Victim blaming
"Part of this is down to the restrictions in robots.txt and the ToS not lining up. 34.9 percent of the top training websites make it clear in the ToS that crawling isn't allowed, but fail to mirror that in robots.txt"
A classic case of victim blaming. For one, robots.txt can not mirror the ToS anyway, because the former is a technical, and the latter a legal document, designed to express very different things that are only marginally related to each other. Also the robots.txt format does not allow to include instructions for any yet unknown entity (crawler), is not legally binding, and even if it would be could be easily circumvented by simply renaming the user-agent in question.
And finally robots.txt and copyright law have completely opposing defaults. The robots.txt spec essentially says that if the file is missing or any explicit disallow directive is missing, then you're free to crawl whatever url you want. Copyright law on the other side says that unless there's explicit permission, you're not allowed to access or use any copyrighted content. So, of course robots.txt - which is not law and not a contract anyway - can not possibly used to override copyright law (and the ToS), but AI companies act as if it would, and that the lack of explicit disallow directives would give them permission to use any content for training.
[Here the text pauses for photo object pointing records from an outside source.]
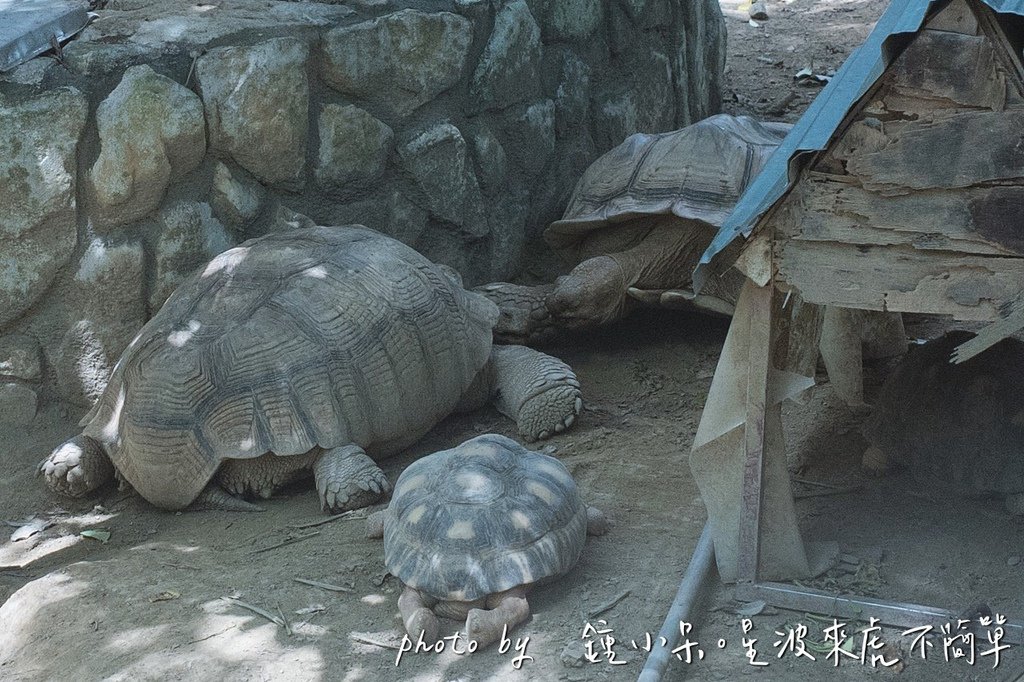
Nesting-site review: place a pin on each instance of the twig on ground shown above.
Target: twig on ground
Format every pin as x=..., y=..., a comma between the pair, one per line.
x=288, y=541
x=608, y=605
x=323, y=586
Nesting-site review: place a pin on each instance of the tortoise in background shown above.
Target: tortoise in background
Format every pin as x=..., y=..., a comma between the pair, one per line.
x=638, y=221
x=322, y=348
x=470, y=529
x=957, y=428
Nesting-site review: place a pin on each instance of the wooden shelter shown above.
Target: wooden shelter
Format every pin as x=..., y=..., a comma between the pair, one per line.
x=900, y=189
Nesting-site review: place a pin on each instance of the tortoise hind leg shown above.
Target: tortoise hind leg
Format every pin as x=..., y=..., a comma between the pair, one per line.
x=347, y=478
x=539, y=391
x=214, y=498
x=417, y=616
x=507, y=609
x=76, y=467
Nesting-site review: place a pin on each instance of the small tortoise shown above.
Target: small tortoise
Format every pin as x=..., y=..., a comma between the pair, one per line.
x=958, y=428
x=637, y=223
x=305, y=349
x=470, y=529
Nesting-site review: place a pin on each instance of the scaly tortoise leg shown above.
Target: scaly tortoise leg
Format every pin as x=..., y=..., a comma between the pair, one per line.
x=76, y=467
x=504, y=609
x=347, y=478
x=539, y=391
x=417, y=616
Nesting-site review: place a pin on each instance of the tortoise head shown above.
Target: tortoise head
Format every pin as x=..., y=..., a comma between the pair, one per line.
x=593, y=294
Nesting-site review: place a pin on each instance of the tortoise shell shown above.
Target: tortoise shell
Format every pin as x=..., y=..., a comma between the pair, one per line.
x=957, y=428
x=483, y=517
x=324, y=336
x=696, y=173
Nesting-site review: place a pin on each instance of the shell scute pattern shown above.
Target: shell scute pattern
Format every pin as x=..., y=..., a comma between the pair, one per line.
x=481, y=518
x=697, y=173
x=287, y=342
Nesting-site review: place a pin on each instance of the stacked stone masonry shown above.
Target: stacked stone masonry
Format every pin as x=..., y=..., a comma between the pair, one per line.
x=173, y=130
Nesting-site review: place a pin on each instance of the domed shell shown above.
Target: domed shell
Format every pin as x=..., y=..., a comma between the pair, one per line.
x=483, y=517
x=697, y=173
x=323, y=336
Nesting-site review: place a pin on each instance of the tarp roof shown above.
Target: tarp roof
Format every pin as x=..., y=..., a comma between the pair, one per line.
x=816, y=127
Also large internet corporations, like for ex. Google or Facebook, etc. are actively working to make robots.txt useless for blocking AI crawler even at the theoretical/technical level, by simply using the very same user agent that they use for collecting content for other purpose. So, for ex. Facebook is using the very same user agent ("facebookexternalhit") for obvious AI crawling that they've been and are still using for building the link previews in shares - which in the end means that you can't tell to them to not train their AI models with your data but show meaningful link previews in shares.
Similarly Google has Googlebot-Extended, which supposedly is there so you can prevent them using your data for AI training - but that only applies to training for ex. their Bard model, but doesn't affect AI Summaries, which are shown based on what data their regular Google crawlerbot has retrieved.